January 24, 2014 at 8:48 a.m.
Leaked documents have raised the possibility that China’s political elite have fortunes stowed away in offshore locations — including Bermuda.
A database built by the International Consortium of Investigative Journalists details 138 officers and master clients* of offshore financial entities that have had connections to Bermuda in recent years.
The consortium grabbed international headlines this week after some of its reporting linked Chinese leaders with offshore funds.
‘No secrecy’
Bermuda has nothing to hide, Minister of Finance Bob Richards, said yesterday. He says there is no client secrecy provision that can withstand a Tax Information Exchange Agreement (TIEA) request.
Offshore financing, according to the consortium, buys “secrecy, minimal or zero taxes and legal insulation, the distinctive products that tax havens market and that allow companies its various interested parties to operate”.
The consortium, which built the database through leaks of financial documents, has identified more than 120,000 offshore companies and trusts. Just because an entity appears in the database, however, does not mean the stakeholders of that entity have done anything illegal.
The database lists seven Bermudian offshore financial entities that have connections to stakeholders in countries including Canada, Taiwan and Singapore in recent years. Of those entities, some are believed to be defunct. The various officers and master clients and financial entities have connections to 68 listed Bermudian addresses.
But those numbers are nothing, however, when compared to Caribbean locales like British Virgin Islands, where there are more than 67,000 offshore financial entities in recent years.
Bermuda has always chafed at the tax haven label.
Minister of Finance Bob Richards is among those to assert that Bermuda’s financial services are transparent: “My powers eliminate any attempt to withhold information I seek under the provisions of TIEAs,” he said in a statement issued yesterday. “Bermuda Ministers of Finance were among the first to eliminate any attempts at secrecy.”
Bermuda has 41 signed bilateral TIEAs and the island’s’ network of tax information exchange is global, Mr Richards says, with more than 60 multilateral TIEA partners: “Any country that has cause to seek information from Bermuda under provisions of any of our TIEAs we are pleased to assist them to the fullest,” said Richards through a statement.
David Marchant has a different take. He publishes OffshoreAlert, a Miami-based media outlet that specializes in offshore financing. He was a reporter in Bermuda during the 1990s.
He says Bermuda collectively “sticks its head in the sand” when it comes to questionable financial activity. “I’ve seen this time and again. I would even go so far as to say that a cult-like mentality exists in Bermuda whereby anyone from within who rocks the boat is likely to be ostracized.”
No surprise
The fact that Bermuda entities appear in the database, said Mr Marchant, is not surprising and doesn’t necessarily say anything about the island in and of itself.

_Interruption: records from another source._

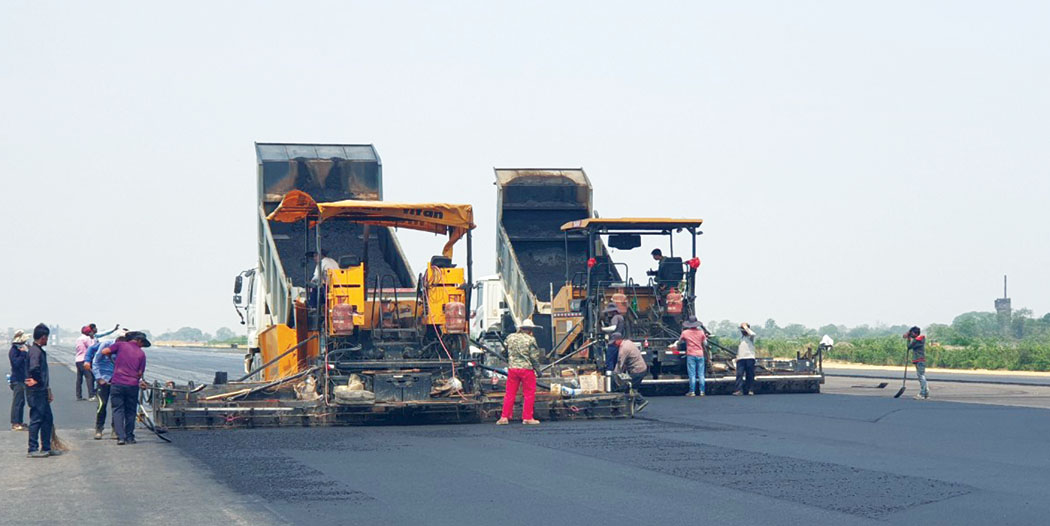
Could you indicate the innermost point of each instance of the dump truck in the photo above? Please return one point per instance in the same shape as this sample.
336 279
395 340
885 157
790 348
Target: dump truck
531 254
554 267
345 333
654 310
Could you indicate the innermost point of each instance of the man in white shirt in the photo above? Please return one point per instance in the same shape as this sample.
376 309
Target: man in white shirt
327 264
746 361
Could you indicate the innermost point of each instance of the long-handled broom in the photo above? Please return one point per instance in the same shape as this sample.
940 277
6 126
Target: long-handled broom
903 381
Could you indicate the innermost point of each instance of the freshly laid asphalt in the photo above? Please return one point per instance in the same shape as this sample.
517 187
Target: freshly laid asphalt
833 458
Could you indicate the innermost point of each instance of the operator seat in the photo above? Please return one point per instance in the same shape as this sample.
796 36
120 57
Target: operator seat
349 260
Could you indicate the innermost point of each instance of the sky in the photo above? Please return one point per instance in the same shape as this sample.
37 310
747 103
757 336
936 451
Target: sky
854 162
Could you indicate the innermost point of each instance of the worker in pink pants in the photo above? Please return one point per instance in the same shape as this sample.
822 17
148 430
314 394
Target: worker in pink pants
522 361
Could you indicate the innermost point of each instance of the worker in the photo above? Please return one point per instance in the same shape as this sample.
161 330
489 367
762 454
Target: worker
38 394
612 353
102 367
746 361
327 264
693 339
917 343
128 370
629 361
657 256
522 362
17 356
614 320
85 340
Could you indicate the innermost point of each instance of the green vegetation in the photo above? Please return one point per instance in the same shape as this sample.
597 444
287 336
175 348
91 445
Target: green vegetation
224 336
972 340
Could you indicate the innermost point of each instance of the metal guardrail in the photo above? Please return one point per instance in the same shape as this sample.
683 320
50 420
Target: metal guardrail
278 292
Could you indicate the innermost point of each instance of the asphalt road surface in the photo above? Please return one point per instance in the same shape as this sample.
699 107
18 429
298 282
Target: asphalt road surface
852 455
941 376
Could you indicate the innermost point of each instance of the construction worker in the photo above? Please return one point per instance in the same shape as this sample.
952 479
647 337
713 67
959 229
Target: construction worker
746 361
629 361
38 394
694 339
522 361
614 320
327 264
102 367
129 365
84 341
917 343
17 356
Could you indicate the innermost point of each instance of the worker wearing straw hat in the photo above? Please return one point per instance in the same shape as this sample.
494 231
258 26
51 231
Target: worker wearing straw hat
522 362
17 357
746 361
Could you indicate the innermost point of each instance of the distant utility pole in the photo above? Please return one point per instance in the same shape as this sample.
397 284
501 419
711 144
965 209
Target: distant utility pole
1003 304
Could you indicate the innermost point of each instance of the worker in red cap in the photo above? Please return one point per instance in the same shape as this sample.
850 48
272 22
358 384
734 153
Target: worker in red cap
85 340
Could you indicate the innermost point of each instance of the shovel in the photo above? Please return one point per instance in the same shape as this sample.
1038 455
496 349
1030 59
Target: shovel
905 379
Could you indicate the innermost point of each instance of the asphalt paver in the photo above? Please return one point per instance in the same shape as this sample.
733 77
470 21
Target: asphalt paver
831 458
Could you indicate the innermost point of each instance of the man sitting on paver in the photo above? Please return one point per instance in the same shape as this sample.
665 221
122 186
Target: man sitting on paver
917 343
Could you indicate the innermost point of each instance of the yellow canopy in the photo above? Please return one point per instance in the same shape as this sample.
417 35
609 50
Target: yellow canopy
437 217
631 224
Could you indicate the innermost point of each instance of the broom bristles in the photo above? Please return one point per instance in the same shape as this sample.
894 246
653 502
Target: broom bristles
57 443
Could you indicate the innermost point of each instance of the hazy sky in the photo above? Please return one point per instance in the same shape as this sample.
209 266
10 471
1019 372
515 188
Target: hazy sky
855 163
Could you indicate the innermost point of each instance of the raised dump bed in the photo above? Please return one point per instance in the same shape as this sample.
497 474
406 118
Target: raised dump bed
532 254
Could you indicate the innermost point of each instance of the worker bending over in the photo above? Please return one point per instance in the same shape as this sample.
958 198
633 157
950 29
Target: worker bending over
629 361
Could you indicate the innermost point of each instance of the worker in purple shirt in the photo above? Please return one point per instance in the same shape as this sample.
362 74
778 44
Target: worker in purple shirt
128 370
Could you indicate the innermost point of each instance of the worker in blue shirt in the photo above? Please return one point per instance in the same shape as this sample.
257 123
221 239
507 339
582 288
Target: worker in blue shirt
102 365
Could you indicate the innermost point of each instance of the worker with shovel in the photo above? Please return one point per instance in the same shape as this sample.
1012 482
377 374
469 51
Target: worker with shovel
629 361
128 370
746 361
522 362
917 343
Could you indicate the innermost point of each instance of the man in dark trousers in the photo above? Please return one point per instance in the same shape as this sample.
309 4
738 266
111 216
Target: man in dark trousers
746 361
38 393
128 369
17 357
917 343
102 367
629 361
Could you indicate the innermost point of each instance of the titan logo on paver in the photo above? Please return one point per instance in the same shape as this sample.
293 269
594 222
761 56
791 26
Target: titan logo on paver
425 213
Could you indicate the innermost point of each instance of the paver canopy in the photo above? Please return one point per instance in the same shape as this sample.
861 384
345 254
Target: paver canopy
455 221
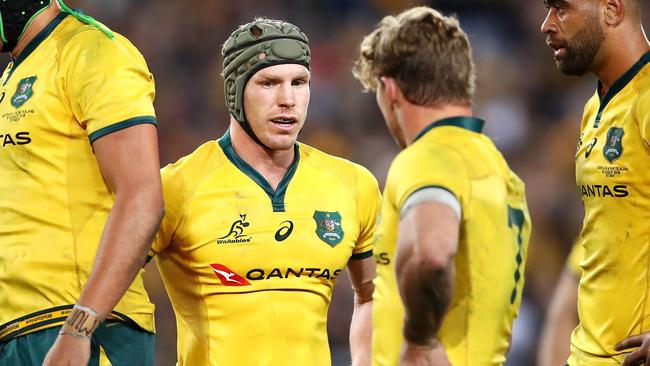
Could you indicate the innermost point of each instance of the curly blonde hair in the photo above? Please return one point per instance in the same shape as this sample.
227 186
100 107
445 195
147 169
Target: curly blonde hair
428 55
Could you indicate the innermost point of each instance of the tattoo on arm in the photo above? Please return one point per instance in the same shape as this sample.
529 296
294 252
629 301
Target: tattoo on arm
426 300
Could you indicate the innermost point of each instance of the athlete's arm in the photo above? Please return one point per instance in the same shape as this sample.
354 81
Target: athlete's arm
561 319
426 245
362 272
640 356
128 160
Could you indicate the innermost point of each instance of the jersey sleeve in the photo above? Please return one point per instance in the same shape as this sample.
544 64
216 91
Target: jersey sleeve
368 209
437 167
107 82
174 198
642 114
575 256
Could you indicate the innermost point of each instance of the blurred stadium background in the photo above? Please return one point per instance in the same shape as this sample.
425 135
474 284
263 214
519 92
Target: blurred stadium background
532 113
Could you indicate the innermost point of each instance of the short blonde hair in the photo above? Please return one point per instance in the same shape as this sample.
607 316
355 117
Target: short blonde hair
428 55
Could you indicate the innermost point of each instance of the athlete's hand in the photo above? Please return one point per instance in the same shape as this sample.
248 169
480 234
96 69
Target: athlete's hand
640 356
415 355
68 351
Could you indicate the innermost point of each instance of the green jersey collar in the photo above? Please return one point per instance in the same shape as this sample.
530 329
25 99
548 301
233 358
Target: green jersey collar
469 123
276 196
619 85
38 39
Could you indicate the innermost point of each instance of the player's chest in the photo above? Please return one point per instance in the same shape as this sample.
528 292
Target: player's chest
236 222
33 111
611 158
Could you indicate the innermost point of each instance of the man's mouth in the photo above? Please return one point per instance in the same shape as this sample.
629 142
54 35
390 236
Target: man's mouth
284 121
559 50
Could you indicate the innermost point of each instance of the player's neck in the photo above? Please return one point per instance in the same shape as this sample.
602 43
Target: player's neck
416 118
271 164
36 26
621 51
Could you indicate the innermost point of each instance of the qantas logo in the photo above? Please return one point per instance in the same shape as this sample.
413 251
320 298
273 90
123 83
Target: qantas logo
603 190
227 276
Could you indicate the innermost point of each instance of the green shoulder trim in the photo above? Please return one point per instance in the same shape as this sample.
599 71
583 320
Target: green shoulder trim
276 196
619 85
122 125
363 255
34 43
469 123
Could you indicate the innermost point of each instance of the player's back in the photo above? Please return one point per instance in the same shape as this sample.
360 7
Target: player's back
57 100
489 263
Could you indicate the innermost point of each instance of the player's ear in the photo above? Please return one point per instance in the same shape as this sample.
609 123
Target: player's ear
614 12
390 89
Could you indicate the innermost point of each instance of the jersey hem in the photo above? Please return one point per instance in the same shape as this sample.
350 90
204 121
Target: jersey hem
52 317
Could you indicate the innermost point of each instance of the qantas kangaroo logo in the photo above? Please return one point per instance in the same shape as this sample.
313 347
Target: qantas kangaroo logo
227 276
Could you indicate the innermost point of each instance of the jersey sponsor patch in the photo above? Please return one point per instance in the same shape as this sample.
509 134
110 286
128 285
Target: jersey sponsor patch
613 148
236 234
227 276
328 227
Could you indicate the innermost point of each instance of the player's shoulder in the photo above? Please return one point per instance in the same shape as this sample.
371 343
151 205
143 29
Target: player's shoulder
641 81
337 167
74 36
190 169
430 151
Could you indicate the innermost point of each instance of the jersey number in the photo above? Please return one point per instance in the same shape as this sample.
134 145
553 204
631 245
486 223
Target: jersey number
516 218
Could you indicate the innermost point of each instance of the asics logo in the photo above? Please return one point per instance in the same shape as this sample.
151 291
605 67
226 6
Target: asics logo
227 276
284 231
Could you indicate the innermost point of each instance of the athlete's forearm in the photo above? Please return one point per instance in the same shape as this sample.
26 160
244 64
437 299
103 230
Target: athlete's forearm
122 251
361 332
426 291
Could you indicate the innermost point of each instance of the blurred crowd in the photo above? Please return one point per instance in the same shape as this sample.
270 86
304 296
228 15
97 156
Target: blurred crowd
532 113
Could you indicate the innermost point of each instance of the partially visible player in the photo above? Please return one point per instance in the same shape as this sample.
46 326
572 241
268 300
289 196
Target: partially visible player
562 315
454 222
259 227
81 195
606 38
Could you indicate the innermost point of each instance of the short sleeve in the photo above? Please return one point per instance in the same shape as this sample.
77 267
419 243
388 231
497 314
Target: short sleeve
642 112
433 167
368 207
107 82
174 198
575 256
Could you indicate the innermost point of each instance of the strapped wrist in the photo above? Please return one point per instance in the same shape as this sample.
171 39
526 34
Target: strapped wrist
81 322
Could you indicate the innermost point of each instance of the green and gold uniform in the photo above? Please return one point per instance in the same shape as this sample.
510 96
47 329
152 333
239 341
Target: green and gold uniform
250 269
453 155
70 86
614 181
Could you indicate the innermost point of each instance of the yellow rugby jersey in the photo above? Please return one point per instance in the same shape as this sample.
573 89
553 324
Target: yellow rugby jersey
574 258
250 270
495 227
71 85
614 182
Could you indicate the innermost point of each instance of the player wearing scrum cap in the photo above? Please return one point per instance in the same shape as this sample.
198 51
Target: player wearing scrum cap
258 227
81 194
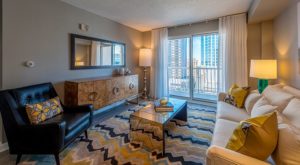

“It should come as no surprise to anyone that Bermuda firms provide accounts and services to foreign companies and individuals. Like all offshore financial centres, that’s the mainstay of the country’s economy.”
Mr Marchant says it’s incorrect to compare Bermuda and locales like the British Virgin Islands as they’re different jurisdictions.
“Bermuda probably has about 15,000 to 20,000 foreign-owned companies and other legal entities, while the BVI has hundreds of thousands,” he said. “Virtually no foreign companies in the BVI have a physical presence there, unlike Bermuda, where several do.”
And Mr Marchant is convinced that “far more” suspect activity takes place on Bermudian soil than in the BVI.
One story published by the journalists’ consortium this week focused on the suspicious arrest of Chinese oil tycoon Sun Tiangang and his subsequent lawsuit against oil giant Sinopec. That report states: “He set up dozens of companies, he says, in the Cayman Islands, Bermuda and the British Virgin Islands as he made a fortune in hotels, electronics, food packaging and, eventually, as an oil baron.
“He liked the ease of doing business – and the tax savings and secrecy – that working through offshore refuges provided.”
Bermuda, Mr Richards says, signed one TIEA agreement with China in 2012.
Craig Simmons, a senior economics lecturer at Bermuda College, said in the offshore financial service market, reputation is everything and Bermuda should be careful to avoid the ‘tax haven’ label.
“Unless the island can separate itself from rent-seeking tax havens – fiscal pirates – we will continue to be tarred with the same brush. It would help our reputation if we could systematically eliminate those non-value adding elements from our jurisdiction.”
Tax havens, said Mr Simmons, do not add value to products and services.
“Google, for example, uses Bermuda to reduce its US tax bill even though the island has no role to play in producing its services,” Mr Simmons said. “The cost to Bermuda’s reputation of such tax avoidance schemes dwarf what little benefits accrue to the island.”
*An officer is a person or company who plays some role in an offshore financial entity, whereas a master client is an intermediary who helps a client set up such an entity.